August 26, 2004 | 8:00 pm

The Last Mitzvah

About 50 kids and their families had the rare opportunity of fulfilling the 613th mitzvah of completing a Torah and Megillah scroll on Sunday, May 23, at the West Coast Torah Center and Sephardic Magen David of Beverly Hills.

Both boys and girls participated in this Jewish commandment, with the boys filling a letter on a Torah scroll and the girls a Megillah scroll at an event sponsored by S.T.A.R. (Sephardic Tradition and Recreation), the 5-year-old youth organization. With the letters in the scrolls outlined, the participants made an inkblot and the scribes, Rabbis Moises Benzaquen and Jonathan Benzaquen, used the quill to fill out the letters to perfection.

S.T.A.R. invited every bar and bat mitzvah child of the seven synagogues they are affiliated with to participate in the ceremony, and presented each with a handmade Raphael Abecassis artisan hagaddah.

Dressed in their best, parents and siblings gathered around their son or daughter to watch them partake in the mitzvah and pause for a photograph. S.T.A.R. supplied the scrolls (reportedly worth more than $25,000) and West Coast Torah Center provided the refreshments.

S.T.A.R. founder Hyman Jebb Levy and his board of directors conceived the idea of this event three years ago as a way to keep the milestone of the bar/bat mitzvah alive.

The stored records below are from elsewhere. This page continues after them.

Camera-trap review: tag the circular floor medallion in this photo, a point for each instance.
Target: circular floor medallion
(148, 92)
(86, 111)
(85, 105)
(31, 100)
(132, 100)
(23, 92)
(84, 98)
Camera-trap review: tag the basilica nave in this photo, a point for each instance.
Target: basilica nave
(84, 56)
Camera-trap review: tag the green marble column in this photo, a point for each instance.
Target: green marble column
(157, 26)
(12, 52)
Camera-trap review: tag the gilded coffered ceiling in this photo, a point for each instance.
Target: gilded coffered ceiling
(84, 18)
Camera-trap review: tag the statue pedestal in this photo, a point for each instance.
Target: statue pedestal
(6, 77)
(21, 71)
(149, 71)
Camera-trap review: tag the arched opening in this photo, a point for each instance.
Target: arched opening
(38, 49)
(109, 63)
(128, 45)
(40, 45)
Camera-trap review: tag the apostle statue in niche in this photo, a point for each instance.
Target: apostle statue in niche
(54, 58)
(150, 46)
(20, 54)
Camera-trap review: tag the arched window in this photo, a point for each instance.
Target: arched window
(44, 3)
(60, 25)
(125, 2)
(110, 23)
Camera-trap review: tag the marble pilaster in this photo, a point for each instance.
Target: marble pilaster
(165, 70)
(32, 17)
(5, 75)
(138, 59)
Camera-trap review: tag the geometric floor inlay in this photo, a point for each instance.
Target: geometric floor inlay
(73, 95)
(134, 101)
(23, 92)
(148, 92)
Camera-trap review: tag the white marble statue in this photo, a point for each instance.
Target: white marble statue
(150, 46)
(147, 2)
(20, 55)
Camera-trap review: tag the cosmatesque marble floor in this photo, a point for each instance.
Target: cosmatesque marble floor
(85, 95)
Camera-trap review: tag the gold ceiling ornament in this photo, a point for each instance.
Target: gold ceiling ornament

A nondenominational organization, S.T.A.R. strives to create programming that helps 7- to 18-year-old youths identify with Judaism and Sephardic culture. All Jewish children are welcome, Ashkenazi or Sephardi, but unlike the majority of youth programs in Los Angeles, S.T.A.R. adheres to the Sephardic traditions and halacha.

"Part of the reason why S.T.A.R. was founded was to meet the growing need for youth programming for the Sephardic community, "said Mendy Weiss, S.T.A.R.'s executive director. "Building up their Sephardic pride is directly linked to their Jewish pride."

To Debbie Nickfardjam, mother of recently bar mitzvahed, Daniel, S.T.A.R. has been a great way for her son to connect to the Jewish community.

"I think they have done a good job of introducing the young Jewish kids to each other," she said. As a traditional conservative Jewish boy in public school, S.T.A.R.'s programs help him connect to his Jewish roots.

Daniel was particularly excited to attend this event and partake in the mitzvah. "It's the last mitzvah," he said. "And since it's God's word to do something like this, listening to God brings me closer to God."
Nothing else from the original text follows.